O último Censo, realizado em 2010, contou com 191 mil recenseadores e contabilizou 190,7 milhões de pessoas morando em 5.565 municípios brasileiros. A coleta de dados durou quatro meses e indicou um aumento da concentração da população urbana de 81% em 2000 para 84% dez anos depois.
Por que o Censo é importante? Qual é sua utilidade para definição de políticas públicas?
A coleta do Censo produz informações para a definição de políticas públicas e tomada de decisão de investimento en qualquer nível de governo ou da iniciativa privada.
Os dados são utilizados para definir os repasses da União para estados e municípios, uma vez que o valor considera os números populacionais.
As informações detalhadas fornecidas pelo Censo sobre o perfil da população em determinadas áreas ajudam prefeitos, governadores e o presidente da República a definir prioridades em relação à saúde, educação, assistência social, transportes e cultura, entre outros.
"O Censo é absolutamente fundamental para qualquer país, porque vai guiar a locação de recursos e o desenho de políticas públicas. Ele vai responder se o país precisa construir mais creches ou construir mais asilo, por exemplo", explica Castro, de Harvard.
Desigualdade e pós-pandemia podem ser desafios revelados pelo Censo
Sergio Vale, economista-chefe da MB Associados, aponta que o desafio previdenciário com o envelhecimento da população já está posto, mesmo sem os dados atualizados do Censo.
O que pode chamar a atenção do mercado é a percepção sobre a piora da renda do brasileiro. "O que se pode ter um pouco de percepção [do mercado], em relação ao último Censo, é piora na renda e desigualdade ao longo desse período", afirma.
O economista destacou a importância da pesquisa para a definição de políticas públicas eficientes e para a economia.
Para ele, fortalecer o IBGE, tendo em vista todas as dificuldades e atrasos da pesquisa atual, é desafio de primeira hora. "Sem informação, o governo transita às cegas e precisamos do IBGE fortalecido para conseguirmos ter boas informações", finalizou.
Márcia Castro, de Harvard, aponta que um Censo após o choque de mortalidade causado pela pandemia será extremamente importante para a área da saúde.
A chefe do Departamento de Saúde Global e População da Escola de Saúde Pública de Harvard afirma que os dados coletados irão complementar o sistema do Ministério da Saúde e permitirá que planos de ação nesse pós-pandemia sejam implementados. "O Censo irá empoderar os dados do ministério.

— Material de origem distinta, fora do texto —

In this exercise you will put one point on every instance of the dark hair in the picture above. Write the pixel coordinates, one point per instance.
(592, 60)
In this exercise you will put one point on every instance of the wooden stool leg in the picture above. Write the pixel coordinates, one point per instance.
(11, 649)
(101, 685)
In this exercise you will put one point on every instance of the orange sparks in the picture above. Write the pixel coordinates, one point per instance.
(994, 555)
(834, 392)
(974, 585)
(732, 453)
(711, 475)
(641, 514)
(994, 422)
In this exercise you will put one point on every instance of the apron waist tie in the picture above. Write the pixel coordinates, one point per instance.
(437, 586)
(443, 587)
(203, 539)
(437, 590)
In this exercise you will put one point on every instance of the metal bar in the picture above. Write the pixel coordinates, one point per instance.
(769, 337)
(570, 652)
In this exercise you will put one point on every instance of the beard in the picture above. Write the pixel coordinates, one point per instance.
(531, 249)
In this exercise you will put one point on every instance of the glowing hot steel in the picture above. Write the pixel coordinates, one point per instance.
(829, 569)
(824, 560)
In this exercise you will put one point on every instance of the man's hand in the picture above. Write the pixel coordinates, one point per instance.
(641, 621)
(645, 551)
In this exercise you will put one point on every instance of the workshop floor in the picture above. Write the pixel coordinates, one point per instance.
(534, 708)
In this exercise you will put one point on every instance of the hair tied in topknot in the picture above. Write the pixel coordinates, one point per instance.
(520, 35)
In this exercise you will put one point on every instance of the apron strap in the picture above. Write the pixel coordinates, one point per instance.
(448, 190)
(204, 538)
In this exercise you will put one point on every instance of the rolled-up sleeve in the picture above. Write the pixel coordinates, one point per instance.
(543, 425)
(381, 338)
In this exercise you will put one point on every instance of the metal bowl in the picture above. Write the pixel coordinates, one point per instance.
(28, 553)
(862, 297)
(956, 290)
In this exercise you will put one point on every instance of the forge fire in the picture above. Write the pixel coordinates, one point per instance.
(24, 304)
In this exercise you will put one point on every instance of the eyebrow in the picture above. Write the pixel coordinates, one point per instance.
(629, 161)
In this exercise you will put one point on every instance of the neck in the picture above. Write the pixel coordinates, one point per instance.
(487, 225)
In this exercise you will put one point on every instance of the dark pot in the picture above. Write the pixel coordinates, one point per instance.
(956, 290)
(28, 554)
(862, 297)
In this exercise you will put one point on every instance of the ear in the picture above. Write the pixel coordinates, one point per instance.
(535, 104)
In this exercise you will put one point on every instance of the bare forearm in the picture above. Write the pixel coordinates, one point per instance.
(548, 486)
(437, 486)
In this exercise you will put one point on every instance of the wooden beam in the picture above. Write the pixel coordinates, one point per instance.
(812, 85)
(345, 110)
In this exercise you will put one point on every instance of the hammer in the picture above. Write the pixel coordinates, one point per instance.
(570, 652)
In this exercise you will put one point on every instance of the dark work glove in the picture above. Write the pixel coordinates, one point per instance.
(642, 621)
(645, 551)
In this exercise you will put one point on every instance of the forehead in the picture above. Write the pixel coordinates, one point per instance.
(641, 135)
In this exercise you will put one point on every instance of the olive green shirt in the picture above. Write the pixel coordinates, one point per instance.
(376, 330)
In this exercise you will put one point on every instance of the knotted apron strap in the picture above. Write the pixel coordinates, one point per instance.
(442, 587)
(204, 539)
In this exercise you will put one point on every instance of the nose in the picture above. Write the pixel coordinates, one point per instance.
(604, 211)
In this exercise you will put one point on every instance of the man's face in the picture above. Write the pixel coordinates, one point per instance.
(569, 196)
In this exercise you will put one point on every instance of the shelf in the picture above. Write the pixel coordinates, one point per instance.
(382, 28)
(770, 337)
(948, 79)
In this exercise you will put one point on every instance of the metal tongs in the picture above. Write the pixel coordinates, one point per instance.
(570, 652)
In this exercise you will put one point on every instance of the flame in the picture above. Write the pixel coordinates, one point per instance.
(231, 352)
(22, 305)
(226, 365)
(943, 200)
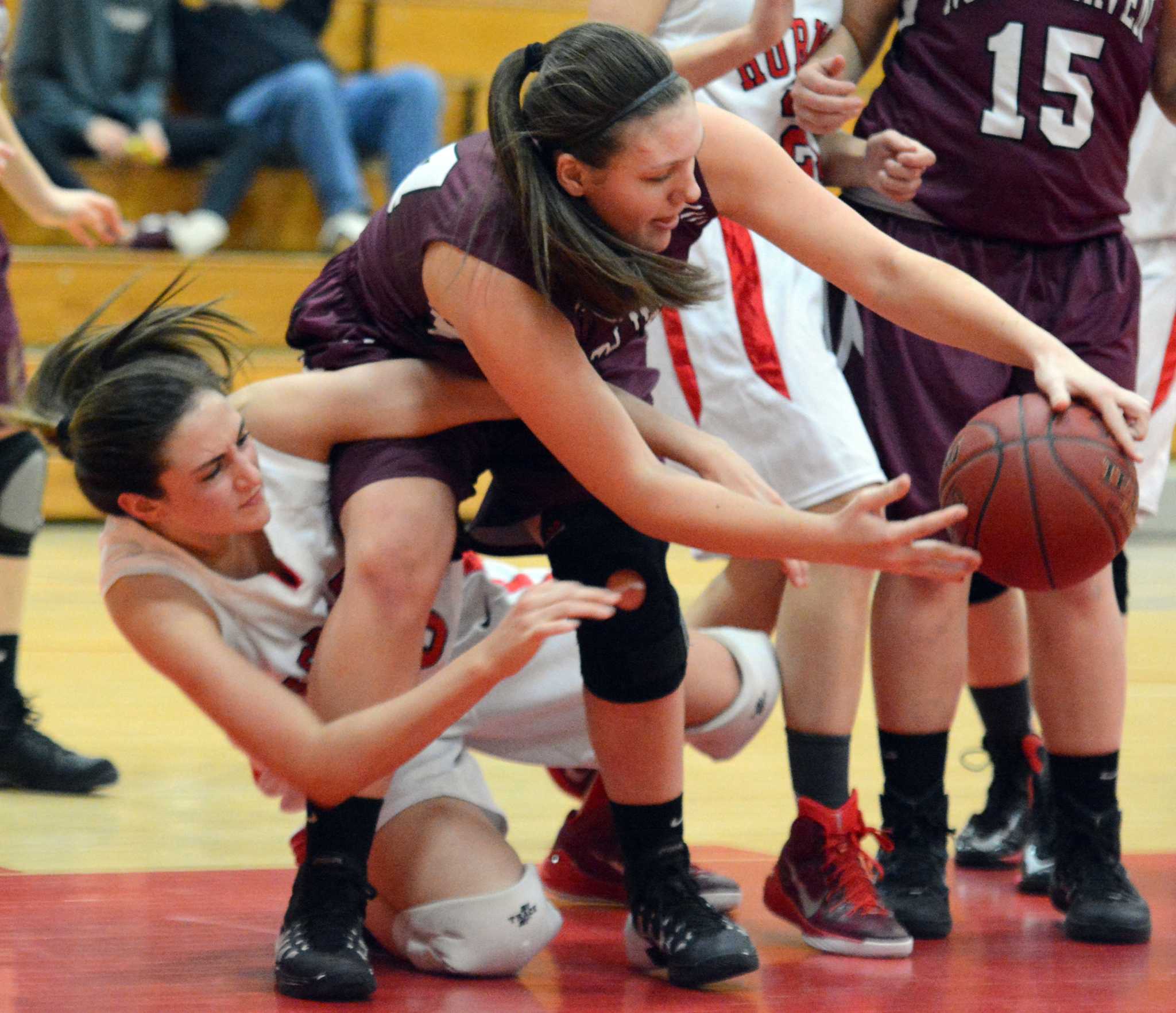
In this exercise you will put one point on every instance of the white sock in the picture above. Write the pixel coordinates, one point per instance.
(197, 233)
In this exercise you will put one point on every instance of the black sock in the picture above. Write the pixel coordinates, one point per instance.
(12, 703)
(648, 832)
(913, 765)
(820, 767)
(349, 829)
(1090, 782)
(1005, 710)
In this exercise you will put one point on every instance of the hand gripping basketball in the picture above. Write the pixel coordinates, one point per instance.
(901, 547)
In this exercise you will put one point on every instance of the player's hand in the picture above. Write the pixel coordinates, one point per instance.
(152, 142)
(795, 573)
(546, 610)
(90, 218)
(823, 99)
(901, 547)
(728, 469)
(107, 138)
(1062, 377)
(895, 165)
(769, 20)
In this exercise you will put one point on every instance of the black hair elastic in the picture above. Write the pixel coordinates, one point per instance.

Eles poderão calcular taxas, corrigir e ter uma série história de projeção populacional correta", diz.
Dificuldades na realização do Censo 2022
Inicialmente previsto para 2020, o recenseamento foi adiado devido à pandemia. Com a resistência do governo Bolsonaro em realizar a pesquisa, em 2021, o Supremo Tribunal Federal (STF) obrigou o governo a realizar o Censo em 2022.

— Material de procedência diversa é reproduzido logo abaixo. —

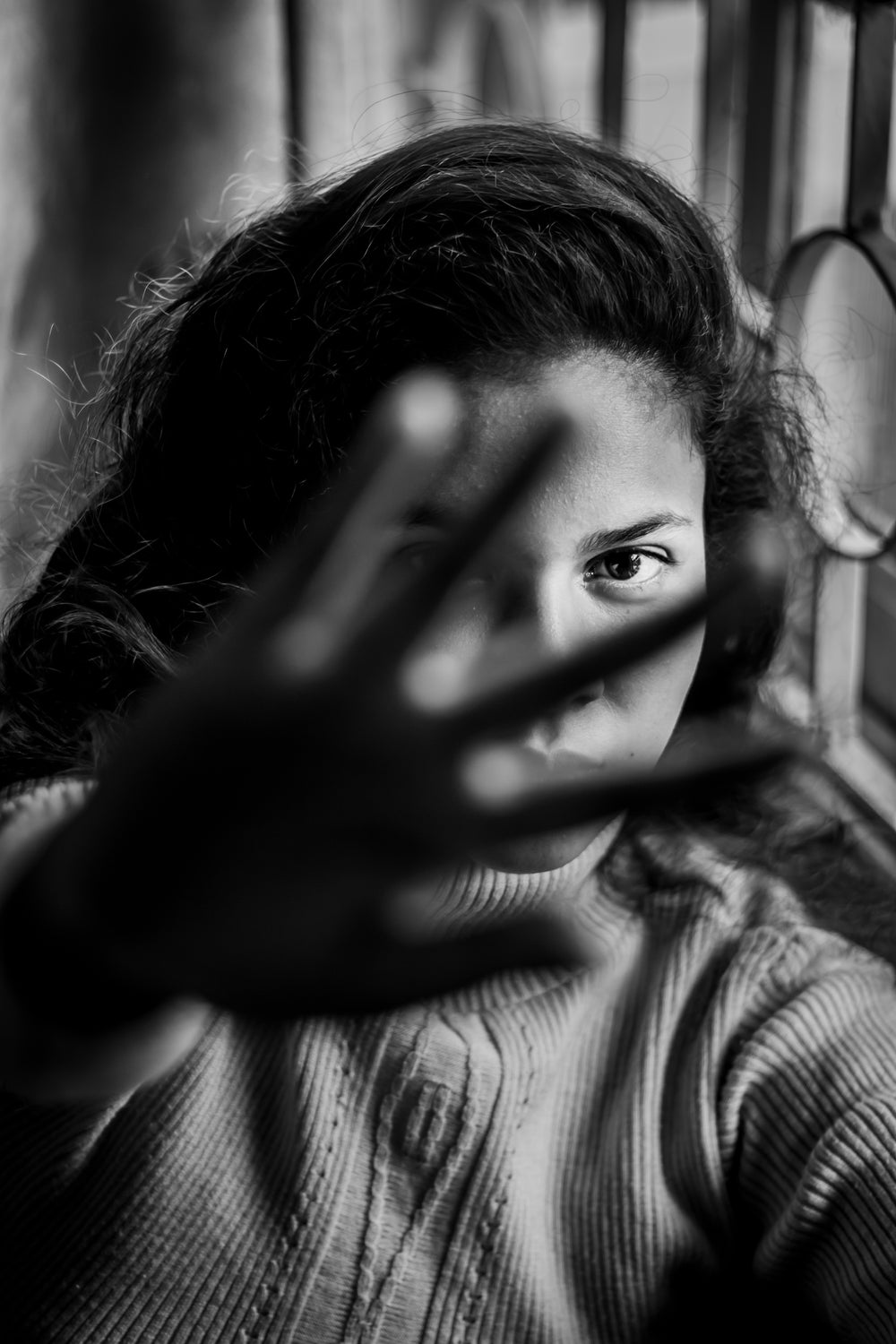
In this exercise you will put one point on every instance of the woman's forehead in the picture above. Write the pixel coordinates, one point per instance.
(629, 438)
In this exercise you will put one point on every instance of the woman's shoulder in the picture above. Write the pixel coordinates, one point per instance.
(30, 806)
(691, 884)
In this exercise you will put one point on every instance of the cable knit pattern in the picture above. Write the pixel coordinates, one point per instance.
(528, 1161)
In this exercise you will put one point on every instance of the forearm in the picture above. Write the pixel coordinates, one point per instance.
(73, 1024)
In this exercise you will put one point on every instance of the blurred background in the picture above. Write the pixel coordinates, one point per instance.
(131, 134)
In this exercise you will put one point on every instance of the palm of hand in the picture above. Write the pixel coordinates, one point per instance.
(288, 788)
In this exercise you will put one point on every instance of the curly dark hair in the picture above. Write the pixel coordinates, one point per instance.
(234, 397)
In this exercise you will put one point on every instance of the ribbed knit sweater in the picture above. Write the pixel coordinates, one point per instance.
(530, 1161)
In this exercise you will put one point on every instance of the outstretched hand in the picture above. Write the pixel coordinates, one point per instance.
(271, 808)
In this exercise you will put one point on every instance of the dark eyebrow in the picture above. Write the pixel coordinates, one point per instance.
(606, 540)
(427, 515)
(433, 515)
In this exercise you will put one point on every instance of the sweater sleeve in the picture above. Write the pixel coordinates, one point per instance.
(48, 1062)
(807, 1125)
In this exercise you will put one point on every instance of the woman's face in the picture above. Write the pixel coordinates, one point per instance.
(613, 534)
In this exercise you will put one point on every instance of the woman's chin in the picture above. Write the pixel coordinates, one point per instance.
(538, 854)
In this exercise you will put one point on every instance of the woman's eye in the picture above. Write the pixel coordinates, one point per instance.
(625, 566)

Na época, o Ministério da Economia autorizou R$ 2,3 bilhões para a pesquisa. O orçamento era o mesmo de 2019 e desconsiderava a inflação acumulada em 2 anos.

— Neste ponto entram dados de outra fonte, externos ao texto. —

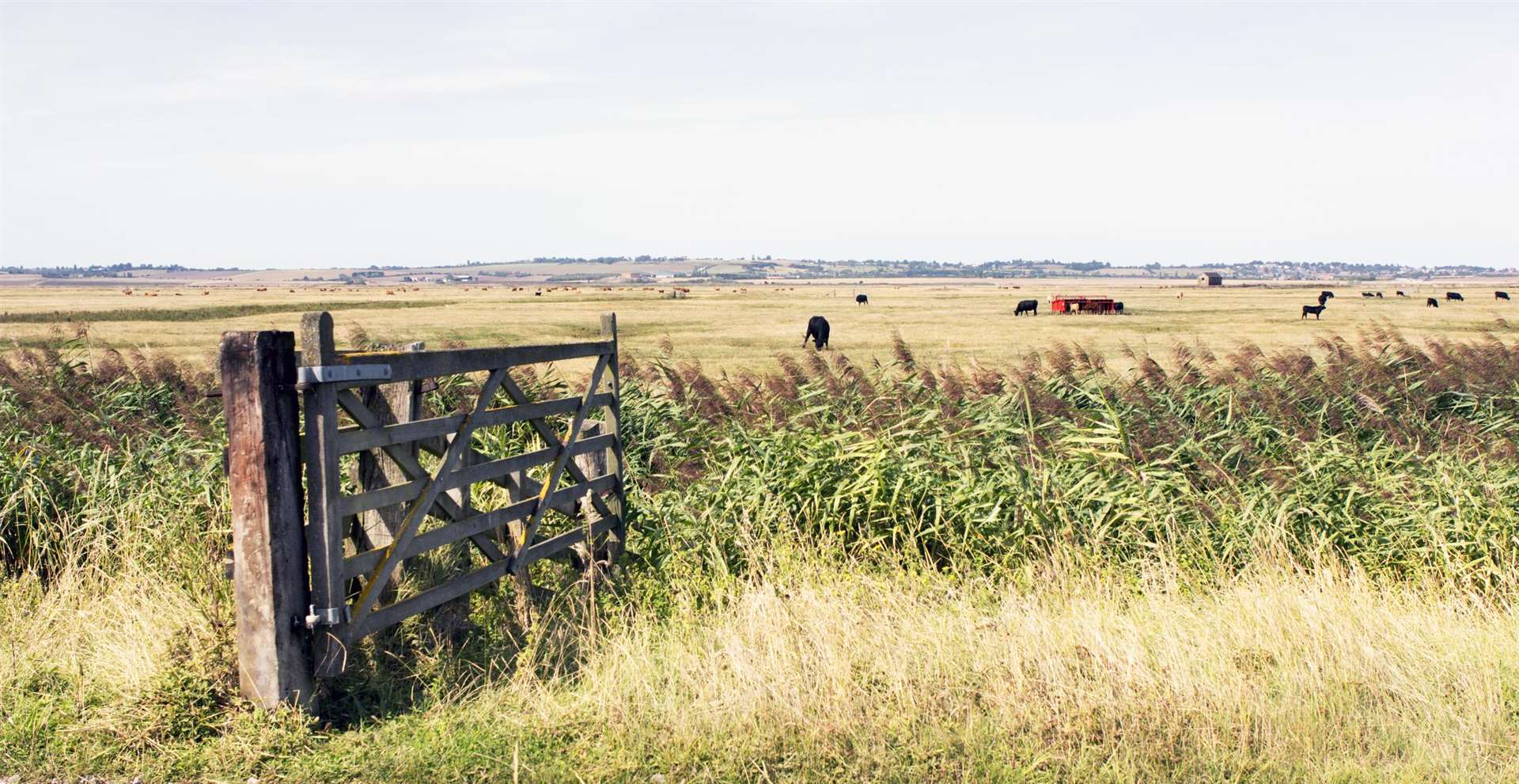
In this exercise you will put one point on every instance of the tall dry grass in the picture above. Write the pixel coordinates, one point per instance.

O recurso escasso revelou dificuldades para a contratação, o pagamento e a manutenção de recenseadores. Com isso, o Censo iniciado em agosto, e com fim previsto para outubro, foi adiado para fevereiro deste ano. O governo Lula decidiu realizou uma suplementação orçamentária de R$ 259 milhões ao IBGE.
Um novo adiamento foi realizado para seguir a recomendação do Conselho Consultivo do IBGE, formado por ex-presidentes do órgão, demógrafos e acadêmicos, a fim de garantir a qualidade da pesquisa. A coleta foi encerrada no final de maio.
Além da falta de dinheiro, a pesquisa teve como desafios a insegurança em algumas regiões do país e a recusa de muitas pessoas em responder às perguntas.
Notícias falsas a respeito de benefícios sociais cancelados de quem respondesse o Censo também prejudicou o processo.
Para finalizar o censo, o Ministério do Planejamento e o IBGE realizaram mutirões principalmente nos locais em que a coleta de dados não avançava. A operação foi realizada em favelas, condomínios de luxo e em terras Yanomami, que nunca haviam sido recenseadas.
O mutirão também conseguiu atualizar a população indígena no Brasil, estimada em mais de 1,6 milhão de pessoas, segundo balanço parcial apresentado em abril.